Чуть ли не каждый день приходится с-овским крестьянам ездить на станцию, и всегда они привозят с собою телеграммы. В деревне выписывают 6 - 7 газет.
«И жутко стало в деревне. И первые письма солдатские были печальны. И ждали люди. А дети всюду торчат, все слышат, все читают: письма, телеграммы, газеты».
«Первое, что их захватило - это известия о детях, отправившихся на войну. С восторгом читали они о юных героях и начали подумывать о том, как бы самим отправиться. Некоторые мальчики стали проситься на войну».
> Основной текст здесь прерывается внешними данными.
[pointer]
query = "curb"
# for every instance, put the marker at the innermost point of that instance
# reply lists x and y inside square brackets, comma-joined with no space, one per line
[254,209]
В своих играх дети стали устраивать «сражения», представлять разведчиков, и когда в ближайший городок привезли раненых, и рассказы очевидцев о них проникли в деревню, то школьники стали играть в «лазарет».
Фигурировал в их играх и Козьма Крючков. «В какой деревне дети не знали о нем? и кому из них не хотелось быть им в игре?».
Интересна первая после начала войны встреча учительницы с учениками. Вот как она ее описывает:
«Я приехала в С-овку в конце августа, и первый вопрос, которым меня встретили ученики, был:
- Ты что же говорила, воевать не надо, - ты и теперь это говоришь?
- О нет, - возразила я, - теперь я этого не говорю, а говорю, что надо защищаться всеми силами, раз на нас напали.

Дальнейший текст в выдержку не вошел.